Sweety, jak czytam Twoje ostatnie wpisy staje mi przed oczami wspominana już opowiastka o
miłym domku w Bieszczadach...

(Dla tych, którzy jej nie znają :
http://www.snowboard.pl/forum/forum/for ... 688&a=aa=a
aha, nie spojrzałam jeszcze za okno... M melduje, że u nas też pada...
Margo, i co? Jak wypadła kontrola?
Dziś nie było nikogo z szefostwa - wszyscy pojechali do W-wy. Nowy szef na razie się nie spieszy. Zapowiedział, że wkrótce się pokaże i przedstawi
nowe zasady działania puebla...

Już wiadomo, że przyciągnie ze sobą świtę z poprzedniego miejsca... Zobaczymy,
nowa miotła - nowy porządek...
Chwilowo mam wolne (tylko 2 dni niestety), więc o tym nie myślę ...
Edyto1 witam serdecznie nowego gościa!

Dziękuję za komplementy

, Ścieżka, a właściwie jej dwie odnogi, to dokładnie dwie tony łupka szarogłazowego. Pomiędzy i pod płytami jest piasek wymieszany z cementem (10:2 tzn. 10 łopat piachu, 2 cementu). Miałam wysypać jeszcze pomiędzy kamienie żwirek, ale nie mogłam się zdecydować jaki... i chyba już zostanie jak jest, bo ta wersja bardzo mi się podoba...
Robaczku, poniedziałek upłynął całkiem miło, zwłaszcza że w perspektywie miałam dzisiejsze i jutrzejsze wolne...

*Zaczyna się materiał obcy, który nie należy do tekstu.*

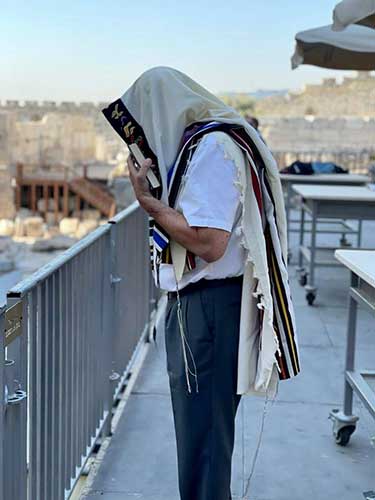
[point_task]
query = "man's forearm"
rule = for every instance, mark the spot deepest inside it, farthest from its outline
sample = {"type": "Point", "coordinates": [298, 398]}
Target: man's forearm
{"type": "Point", "coordinates": [207, 243]}
{"type": "Point", "coordinates": [176, 226]}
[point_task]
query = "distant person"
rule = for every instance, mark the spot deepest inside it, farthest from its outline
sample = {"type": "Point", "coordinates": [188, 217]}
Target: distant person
{"type": "Point", "coordinates": [254, 122]}
{"type": "Point", "coordinates": [218, 253]}
{"type": "Point", "coordinates": [313, 167]}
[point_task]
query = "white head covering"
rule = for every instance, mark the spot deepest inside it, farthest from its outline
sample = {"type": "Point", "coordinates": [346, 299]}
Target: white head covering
{"type": "Point", "coordinates": [165, 102]}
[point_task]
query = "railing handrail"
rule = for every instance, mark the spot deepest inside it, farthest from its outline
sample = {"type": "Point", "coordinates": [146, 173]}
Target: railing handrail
{"type": "Point", "coordinates": [24, 286]}
{"type": "Point", "coordinates": [80, 321]}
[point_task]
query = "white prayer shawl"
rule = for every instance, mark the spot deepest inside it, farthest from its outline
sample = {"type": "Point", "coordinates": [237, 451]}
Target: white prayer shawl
{"type": "Point", "coordinates": [165, 102]}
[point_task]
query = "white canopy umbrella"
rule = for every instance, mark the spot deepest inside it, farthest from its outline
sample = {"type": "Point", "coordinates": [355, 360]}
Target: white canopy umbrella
{"type": "Point", "coordinates": [354, 12]}
{"type": "Point", "coordinates": [353, 48]}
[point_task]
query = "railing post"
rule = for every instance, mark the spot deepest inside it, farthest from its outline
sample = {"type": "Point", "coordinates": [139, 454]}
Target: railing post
{"type": "Point", "coordinates": [2, 400]}
{"type": "Point", "coordinates": [15, 435]}
{"type": "Point", "coordinates": [110, 326]}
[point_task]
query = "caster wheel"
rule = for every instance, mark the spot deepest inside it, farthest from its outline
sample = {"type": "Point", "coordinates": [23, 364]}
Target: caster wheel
{"type": "Point", "coordinates": [343, 435]}
{"type": "Point", "coordinates": [303, 279]}
{"type": "Point", "coordinates": [290, 255]}
{"type": "Point", "coordinates": [310, 297]}
{"type": "Point", "coordinates": [345, 243]}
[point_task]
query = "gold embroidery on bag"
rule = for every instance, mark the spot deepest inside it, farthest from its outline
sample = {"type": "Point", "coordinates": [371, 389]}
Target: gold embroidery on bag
{"type": "Point", "coordinates": [129, 129]}
{"type": "Point", "coordinates": [116, 114]}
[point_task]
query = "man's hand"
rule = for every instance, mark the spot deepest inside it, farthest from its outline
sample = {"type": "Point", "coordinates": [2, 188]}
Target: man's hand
{"type": "Point", "coordinates": [139, 180]}
{"type": "Point", "coordinates": [208, 243]}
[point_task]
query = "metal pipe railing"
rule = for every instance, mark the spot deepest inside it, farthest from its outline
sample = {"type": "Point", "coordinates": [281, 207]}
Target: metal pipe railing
{"type": "Point", "coordinates": [83, 316]}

Inwenturę zrobiłam zmotywowana przez Margo - przynajmniej na wiosnę będę wiedzieć ile mi wymarzło... A co do zmian - cała zima na planowanie... To czy będzie taras czy nie zależy od weny M-a. Jak będzie miał napęd do roboty, to zrobi, jak nie - wołami go nie zaciągnę...
Jule, jeszcze nie trzeba... A co u Ciebie - nadal leniuchowanie?